Hi Team I have loaded Zendesk data to s3 in parque...
# troubleshooting
s
Hi Team I have loaded Zendesk data to s3 in parquet file format. Note: the data contains json columns. Now, while I am trying to copy this s3 parquet file to redshift, I am getting the below issue: SQL Error [XX000]: ERROR: Spectrum Scan Error Detail: ----------------------------------------------- error: Spectrum Scan Error code: 15007 context: Unsupported implicit cast: Column s3://airbyte-sync-tn/data_sync/test_zendesk_super/tickets/2022_02_28_1646039367500_0.parquet.via, FromType: struct<struct<struct<byte_array,byte_array,byte_array,byte_array,byte_array,byte_array,byte_array,byte_array,map<b
So here via column is json and in redshift the corresponding column is in *VARCHAR*(65535).
u
Also when I have changed *VARCHAR*(65535) to SUPER data type for via column in redshift. I am getting getting the below error : SQL Error [XX000]: ERROR: External Catalog Error. Detail: ----------------------------------------------- error: External Catalog Error. code: 16000 context: Unsupported column type found for column: 4. Remove the column from the projection to continue.
i
Hey can you share the complete log of the sync?
a
the above is the error message, no log as such
@Harshith (Airbyte) can you please let me know
This is basically problem on changing the schema on destination right?

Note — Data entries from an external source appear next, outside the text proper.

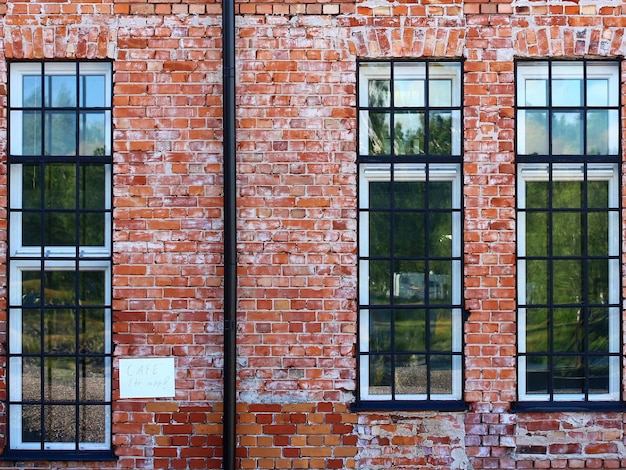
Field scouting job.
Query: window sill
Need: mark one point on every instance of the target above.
(556, 406)
(58, 455)
(451, 405)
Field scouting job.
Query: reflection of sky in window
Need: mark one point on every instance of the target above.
(408, 93)
(597, 92)
(440, 93)
(567, 92)
(536, 93)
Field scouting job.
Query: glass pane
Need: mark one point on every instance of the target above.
(91, 287)
(440, 330)
(567, 92)
(92, 187)
(31, 288)
(537, 281)
(537, 330)
(60, 288)
(409, 286)
(408, 133)
(598, 330)
(533, 135)
(58, 428)
(568, 194)
(440, 92)
(60, 134)
(567, 133)
(597, 92)
(380, 195)
(568, 281)
(440, 234)
(60, 190)
(92, 423)
(379, 133)
(602, 132)
(379, 233)
(59, 331)
(31, 91)
(410, 235)
(569, 373)
(567, 233)
(380, 287)
(536, 92)
(380, 375)
(92, 228)
(409, 195)
(537, 234)
(440, 133)
(439, 283)
(60, 229)
(441, 374)
(92, 131)
(537, 374)
(440, 195)
(410, 374)
(92, 383)
(31, 132)
(569, 330)
(31, 379)
(597, 194)
(92, 90)
(598, 281)
(379, 93)
(598, 238)
(31, 423)
(537, 194)
(91, 332)
(410, 330)
(60, 91)
(380, 330)
(408, 93)
(59, 379)
(31, 327)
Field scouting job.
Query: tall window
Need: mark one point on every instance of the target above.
(60, 259)
(410, 313)
(569, 231)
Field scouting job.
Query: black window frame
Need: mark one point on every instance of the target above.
(398, 166)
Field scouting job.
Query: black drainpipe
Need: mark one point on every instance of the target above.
(230, 236)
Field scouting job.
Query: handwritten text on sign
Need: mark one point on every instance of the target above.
(147, 377)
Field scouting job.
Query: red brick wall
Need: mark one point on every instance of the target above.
(297, 224)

From the error message, it looks like the “via” column (json data) is unable to copy in redshift either in VARCHAR or SUPER datatype. How we should copy this? @Harshith (Airbyte)
Can you share the catalog for the connection?
m
Are you referring to this?
After creating destination you will be creating a connection right where you will choose streams that one
Quick question? Is it possible to transfer data directly to Redshift suing Airbyte rather than loading file from S3
Yes, but that consumes a lot of Redshift cpu capacity.